Warren Neill

Personal information
- Full name: Warren Anthony Neill
- Date of birth: 21 November 1962 (age 63)
- Place of birth: Acton, England
- Height: 5 ft 8 in (1.73 m)
- Position: Defender

Senior career*
- Years: Team / Apps / (Gls)
- 1980–1988: Queens Park Rangers / 181 / (3)
- 1988–1996: Portsmouth / 218 / (3)
- 1996: Watford / 1 / (0)
- Total:  / 400 / (6)

International career
- 1978: England Schoolboys / 5 / (0)

= Warren Neill =

English footballer

Warren Anthony Neill (born 21 November 1962) is an English former footballer who played in the Football League for Queens Park Rangers and Portsmouth. After his playing career, he rejoined Queens Park Rangers as a coach.

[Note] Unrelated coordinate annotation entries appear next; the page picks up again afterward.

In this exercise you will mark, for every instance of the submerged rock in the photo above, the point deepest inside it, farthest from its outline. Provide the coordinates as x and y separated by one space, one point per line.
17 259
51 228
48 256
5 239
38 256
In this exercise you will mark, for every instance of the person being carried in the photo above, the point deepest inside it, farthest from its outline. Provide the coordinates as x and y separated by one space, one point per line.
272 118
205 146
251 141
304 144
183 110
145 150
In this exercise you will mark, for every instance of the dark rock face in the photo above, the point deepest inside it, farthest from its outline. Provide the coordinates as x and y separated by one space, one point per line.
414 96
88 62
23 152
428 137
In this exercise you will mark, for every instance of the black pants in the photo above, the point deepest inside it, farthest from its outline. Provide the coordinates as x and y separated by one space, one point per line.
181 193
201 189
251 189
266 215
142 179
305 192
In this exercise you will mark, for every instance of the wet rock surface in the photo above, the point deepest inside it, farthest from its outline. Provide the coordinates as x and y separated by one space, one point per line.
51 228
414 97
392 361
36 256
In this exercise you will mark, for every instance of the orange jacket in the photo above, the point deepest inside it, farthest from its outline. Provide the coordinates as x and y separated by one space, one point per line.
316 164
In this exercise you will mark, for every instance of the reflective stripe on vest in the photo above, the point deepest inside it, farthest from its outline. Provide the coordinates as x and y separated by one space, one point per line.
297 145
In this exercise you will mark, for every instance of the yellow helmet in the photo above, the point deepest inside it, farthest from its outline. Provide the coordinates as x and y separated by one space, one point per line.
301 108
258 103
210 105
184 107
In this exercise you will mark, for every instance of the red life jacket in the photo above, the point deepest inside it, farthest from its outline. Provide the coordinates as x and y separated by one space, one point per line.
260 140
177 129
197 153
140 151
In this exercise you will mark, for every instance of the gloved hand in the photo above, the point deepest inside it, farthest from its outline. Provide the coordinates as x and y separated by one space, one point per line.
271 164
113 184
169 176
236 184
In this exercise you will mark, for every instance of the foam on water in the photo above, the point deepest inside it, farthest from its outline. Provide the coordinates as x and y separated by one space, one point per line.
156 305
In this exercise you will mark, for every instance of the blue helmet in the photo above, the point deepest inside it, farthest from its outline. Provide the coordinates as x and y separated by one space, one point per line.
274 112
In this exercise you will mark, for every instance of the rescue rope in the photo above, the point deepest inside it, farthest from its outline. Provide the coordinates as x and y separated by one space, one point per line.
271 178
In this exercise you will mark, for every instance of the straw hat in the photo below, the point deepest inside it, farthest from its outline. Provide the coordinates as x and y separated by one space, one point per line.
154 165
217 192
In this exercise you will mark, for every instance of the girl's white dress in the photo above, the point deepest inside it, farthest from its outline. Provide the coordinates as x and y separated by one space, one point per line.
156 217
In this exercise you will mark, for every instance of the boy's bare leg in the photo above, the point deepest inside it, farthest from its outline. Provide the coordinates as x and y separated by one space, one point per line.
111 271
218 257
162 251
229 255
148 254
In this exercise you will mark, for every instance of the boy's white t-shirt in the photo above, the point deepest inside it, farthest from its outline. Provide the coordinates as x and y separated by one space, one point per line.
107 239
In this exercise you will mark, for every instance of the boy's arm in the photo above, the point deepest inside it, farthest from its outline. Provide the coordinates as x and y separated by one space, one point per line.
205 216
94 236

Neill made his QPR debut against Chelsea in 1980 and went on to play 181 league games scoring 3 goals. He played in the FA Cup Final replay in 1982 (replacing the suspended Glenn Roeder), was part of the Second Division Championship team in 1983 and a member of the 1986 Football League Cup Final team.

He transferred to Portsmouth in 1988. He helped Portsmouth reach the 1992 FA Cup semi final, and provided the through pass for Pompey's goal in the first game, but was one of three Pompey players to miss his kick as they lost the replay on a penalty shoot-out to Liverpool.

He was invited onto the QPR coaching staff by manager John Gregory towards the end of the 2006–07 season on a temporary basis, making the deal permanent in June 2007. On 16 January 2008 Neill joined Luton Town as assistant to Mick Harford. On 27 November 2008, Neill was released from his position of assistant, being replaced by former Luton player Kevin Watson.